Arrivata a casa, si era diretta subito verso la sua stanza ed aveva chiuso la porta a chiave. La madre aveva tentato, da fuori, un debole richiamo. Si era fermata un momento in ascolto, poi si era allontanata, scuotendo la testa, convinta che l'atteggiamento di Laura fosse dovuto ad un'ulteriore delusione per l'esito negativo del colloquio. Sapeva che era inutile, in quel momento, fare domande, chiedere spiegazioni. Doveva darle il tempo di accusare il colpo, di lasciar sbollire l'irritazione, poi ne avrebbero discusso insieme, come ogni volta.
All'ora di cena, Laura non si era presentata a tavola. Alla sorella che era andata a chiamarla, aveva detto che non se la sentiva di mangiare, un terribile mal di testa le stringeva la fronte in una morsa.
L'indomani si era alzata all'ora di sempre, aveva fatto la consueta colazione, si era vestita. «Laura, quando esci...».
«No, mamma, non esco», ed era tornata in camera.

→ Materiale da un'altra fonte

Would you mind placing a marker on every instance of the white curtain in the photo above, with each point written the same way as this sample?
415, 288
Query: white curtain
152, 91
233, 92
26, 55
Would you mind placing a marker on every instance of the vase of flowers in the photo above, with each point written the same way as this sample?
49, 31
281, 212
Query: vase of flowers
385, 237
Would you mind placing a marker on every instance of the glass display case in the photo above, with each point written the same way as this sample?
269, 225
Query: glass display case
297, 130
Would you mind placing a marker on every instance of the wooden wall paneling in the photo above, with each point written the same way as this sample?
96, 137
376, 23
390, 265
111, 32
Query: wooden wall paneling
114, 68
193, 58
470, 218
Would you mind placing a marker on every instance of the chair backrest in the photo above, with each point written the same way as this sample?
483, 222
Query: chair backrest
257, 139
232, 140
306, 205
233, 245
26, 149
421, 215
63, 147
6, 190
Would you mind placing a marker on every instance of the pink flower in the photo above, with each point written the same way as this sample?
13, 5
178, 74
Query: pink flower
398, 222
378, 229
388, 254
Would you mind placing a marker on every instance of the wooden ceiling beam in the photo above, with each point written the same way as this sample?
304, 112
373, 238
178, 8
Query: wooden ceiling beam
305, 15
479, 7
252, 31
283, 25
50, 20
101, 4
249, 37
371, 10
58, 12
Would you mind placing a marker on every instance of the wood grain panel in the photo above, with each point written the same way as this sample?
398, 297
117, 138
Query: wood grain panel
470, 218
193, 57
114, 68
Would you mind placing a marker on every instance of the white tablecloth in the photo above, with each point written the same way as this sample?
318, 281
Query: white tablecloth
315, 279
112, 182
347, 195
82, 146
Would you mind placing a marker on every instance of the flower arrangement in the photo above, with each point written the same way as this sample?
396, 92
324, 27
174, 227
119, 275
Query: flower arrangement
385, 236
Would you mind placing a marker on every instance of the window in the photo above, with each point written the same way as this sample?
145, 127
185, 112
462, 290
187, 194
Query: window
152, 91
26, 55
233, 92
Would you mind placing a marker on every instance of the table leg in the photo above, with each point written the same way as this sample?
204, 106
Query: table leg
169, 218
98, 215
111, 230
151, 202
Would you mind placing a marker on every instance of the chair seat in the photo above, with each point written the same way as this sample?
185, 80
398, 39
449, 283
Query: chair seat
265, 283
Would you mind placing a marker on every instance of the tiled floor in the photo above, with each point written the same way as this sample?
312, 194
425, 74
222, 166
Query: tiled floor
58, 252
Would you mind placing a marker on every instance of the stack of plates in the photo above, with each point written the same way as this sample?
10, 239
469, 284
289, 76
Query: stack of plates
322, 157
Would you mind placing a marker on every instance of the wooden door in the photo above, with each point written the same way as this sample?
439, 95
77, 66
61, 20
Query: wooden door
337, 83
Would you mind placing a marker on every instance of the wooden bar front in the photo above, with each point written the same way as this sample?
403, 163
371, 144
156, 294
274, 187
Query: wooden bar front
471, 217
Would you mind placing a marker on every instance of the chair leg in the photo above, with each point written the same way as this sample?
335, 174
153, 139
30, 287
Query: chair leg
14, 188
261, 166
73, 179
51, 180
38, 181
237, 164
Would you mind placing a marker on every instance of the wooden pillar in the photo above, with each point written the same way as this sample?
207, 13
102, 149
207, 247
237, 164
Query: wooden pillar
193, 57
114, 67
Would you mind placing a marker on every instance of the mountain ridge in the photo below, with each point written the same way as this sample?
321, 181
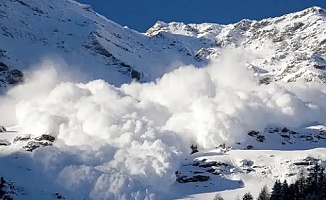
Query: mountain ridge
106, 50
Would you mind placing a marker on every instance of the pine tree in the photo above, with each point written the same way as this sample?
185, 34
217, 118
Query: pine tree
277, 191
2, 186
264, 194
247, 196
218, 197
285, 191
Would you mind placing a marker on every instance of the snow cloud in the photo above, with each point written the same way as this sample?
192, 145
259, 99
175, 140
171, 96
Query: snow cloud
126, 142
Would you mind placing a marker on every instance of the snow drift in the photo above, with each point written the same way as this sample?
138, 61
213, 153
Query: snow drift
126, 142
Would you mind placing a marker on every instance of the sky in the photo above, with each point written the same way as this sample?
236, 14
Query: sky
142, 14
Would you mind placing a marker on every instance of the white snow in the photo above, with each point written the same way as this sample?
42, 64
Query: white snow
122, 140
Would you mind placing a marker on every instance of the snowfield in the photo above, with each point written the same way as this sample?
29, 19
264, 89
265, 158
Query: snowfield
254, 108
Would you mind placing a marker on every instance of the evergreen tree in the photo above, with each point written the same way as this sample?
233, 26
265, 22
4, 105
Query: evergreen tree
277, 191
285, 191
264, 194
218, 197
2, 186
247, 196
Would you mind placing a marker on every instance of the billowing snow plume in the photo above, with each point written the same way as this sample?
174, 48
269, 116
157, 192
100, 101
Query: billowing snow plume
126, 143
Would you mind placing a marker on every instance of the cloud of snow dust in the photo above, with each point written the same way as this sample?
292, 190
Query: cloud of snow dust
126, 142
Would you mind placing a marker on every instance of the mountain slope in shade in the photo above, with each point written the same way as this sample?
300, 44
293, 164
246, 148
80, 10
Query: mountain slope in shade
286, 48
93, 140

E questo si era ripetuto il giorno dopo e l'altro e l'altro ancora. Si preparava di tutto punto, si metteva a girare incerta per le stanze, scostava la tenda di qualche finestra per guardare fuori, poi si ritraeva bruscamente ed andava a rintanarsi nella sua stanza. Un giorno era arrivata alla porta di casa, ne aveva abbassato la maniglia, si era fermata un attimo, poi era ritornata sui suoi passi dopo averla sbattuta con violenza. I familiari cominciavano a preoccuparsi seriamente. Ogni loro tentativo di dialogo s'infrangeva in un ostinato mutismo o, peggio, in uno scatto d'insofferenza, di rabbia.

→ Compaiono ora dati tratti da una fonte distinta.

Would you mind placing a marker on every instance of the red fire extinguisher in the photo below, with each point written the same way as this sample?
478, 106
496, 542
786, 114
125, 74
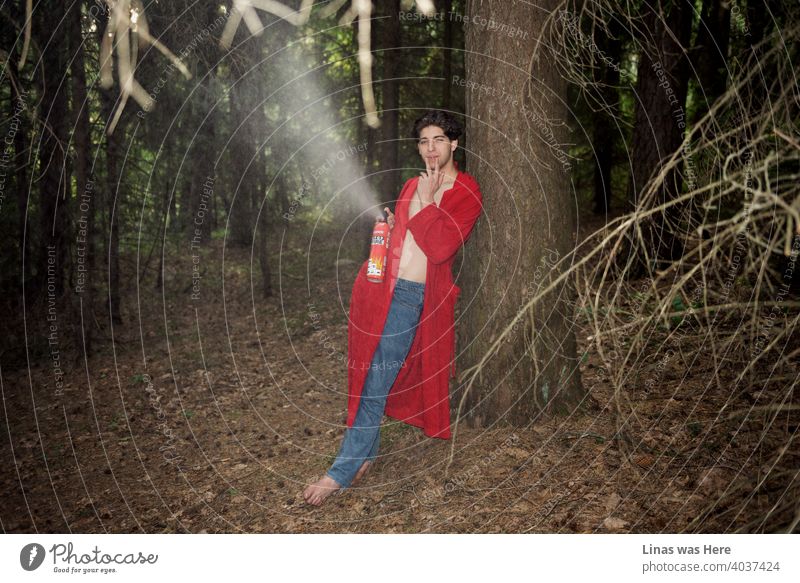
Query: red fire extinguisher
376, 269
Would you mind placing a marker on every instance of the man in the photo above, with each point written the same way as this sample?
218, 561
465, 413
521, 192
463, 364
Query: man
400, 335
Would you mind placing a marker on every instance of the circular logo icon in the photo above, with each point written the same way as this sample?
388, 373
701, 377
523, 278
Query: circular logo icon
31, 556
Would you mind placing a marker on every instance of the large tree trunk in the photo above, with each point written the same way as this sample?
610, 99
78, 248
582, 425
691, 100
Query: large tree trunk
710, 54
85, 203
390, 91
660, 118
528, 223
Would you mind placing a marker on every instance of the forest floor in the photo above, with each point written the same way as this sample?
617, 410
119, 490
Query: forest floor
212, 414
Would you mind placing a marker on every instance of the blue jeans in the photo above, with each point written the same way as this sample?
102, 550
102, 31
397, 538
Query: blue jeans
361, 441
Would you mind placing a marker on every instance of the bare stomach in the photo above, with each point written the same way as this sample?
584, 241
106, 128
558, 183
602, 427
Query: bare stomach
413, 262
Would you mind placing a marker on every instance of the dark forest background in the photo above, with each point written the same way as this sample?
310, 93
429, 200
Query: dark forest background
247, 187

Una mattina, presto, molto presto, Laura era uscita all'improvviso, in tuta e scarpe sportive. Si era fermata un attimo sul marciapiede, aveva annusato l'aria, l'aveva fatta penetrare lentamente nei polmoni, l'aveva respirata con voluttà. Poi aveva cominciato a correre, nel quartiere, intorno ai palazzi, sembrava non dovesse fermarsi più. Sfinita, era crollata su una panchina, aveva tentato di fermare l'ansito dei polmoni, della corsa. Un rumore improvviso l'aveva fatta sussultare. Si era girata di scatto, aveva colto la presenza fugace di un'ombra, era stata colta da un tremito. Era fuggita. Si era fermata solo sulla porta di casa, era entrata, era corsa subito alla finestra, da dietro la tenda aveva sbirciato fuori. Nessuno, la strada era deserta. Poi era apparso un netturbino; con movimenti lenti e svogliati, trascinava la scopa lungo il marciapiede come in uno stanco valzer.

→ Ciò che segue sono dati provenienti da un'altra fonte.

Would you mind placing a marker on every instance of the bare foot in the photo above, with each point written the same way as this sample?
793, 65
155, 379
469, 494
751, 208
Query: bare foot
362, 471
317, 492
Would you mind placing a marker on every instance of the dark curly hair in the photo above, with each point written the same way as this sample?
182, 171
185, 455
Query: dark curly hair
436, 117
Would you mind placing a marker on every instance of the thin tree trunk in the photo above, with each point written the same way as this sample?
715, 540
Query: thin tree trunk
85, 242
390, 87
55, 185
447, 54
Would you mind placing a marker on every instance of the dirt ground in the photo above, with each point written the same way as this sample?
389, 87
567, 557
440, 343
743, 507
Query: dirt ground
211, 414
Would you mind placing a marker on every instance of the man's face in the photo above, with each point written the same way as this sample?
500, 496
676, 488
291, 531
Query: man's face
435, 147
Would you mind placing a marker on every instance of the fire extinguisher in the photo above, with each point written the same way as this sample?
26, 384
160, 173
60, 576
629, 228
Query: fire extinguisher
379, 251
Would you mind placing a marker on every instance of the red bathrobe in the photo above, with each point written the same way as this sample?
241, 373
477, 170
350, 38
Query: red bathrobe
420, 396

Dei passi nel corridoio, avevano riscosso Laura. Si era alzato qualcuno, probabilmente sua madre, meglio non farsi vedere in giro, già vestita. Non sopportava di affrontare alcuna domanda ma forse, soprattutto, di sostenere l'espressione triste e sofferente del suo sguardo, dei suoi occhi, pallido riflesso di una sofferenza più profonda, che nascondeva in fondo al cuore. Lo sapeva bene, lei, ma non poteva farci niente, non aveva la forza per annullarla, per porvi fine. Le giornate avevano continuato a scorrere sempre uguali, nella solitudine della sua stanza, senza alcun contatto se non quello dei familiari. Si era rifiutata di rispondere a qualsiasi telefonata, anche a quelle degli amici più cari. Non aveva niente da dire né da sentirsi dire. Stava bene così. Era proprio vero? No, non lo era. La sua vita da reclusa la opprimeva come un macigno enorme, lo sentiva sul petto, pesante, insostenibile. Dopo diversi giorni, ci aveva riprovato. Presto, come l'altra volta. Era uscita. Aveva percorso le strade del quartiere con la medesima furia, in quella corsa sfrenata e liberatoria che avrebbe dovuto ripagarla dell'inerzia forzata a cui era condannata. Si era lasciata andare sulla stessa panchina per prendere fiato, per assaporare quegli attimi di libertà. Ed anche questa volta aveva sentito un rumore ma non aveva sussultato. Si era girata a guardare, senza fretta, senza paura. L'ombra c'era, lì, alle sue spalle.
Le scarpe di Mickey Mouse, il casco da ciclista, "lei". Ma il suo volto non era più una macchia scura. Era il volto di Fosca, la sua compagna di classe. La fissava con i suoi gelidi occhi azzurri e sibilava con le labbra sottili:
«Sei un'incapace, sei una perdente, non ce la farai mai», come aveva sempre fatto in quei lunghi anni di scuola, rosa dall'invidia e dalla voglia di superarla.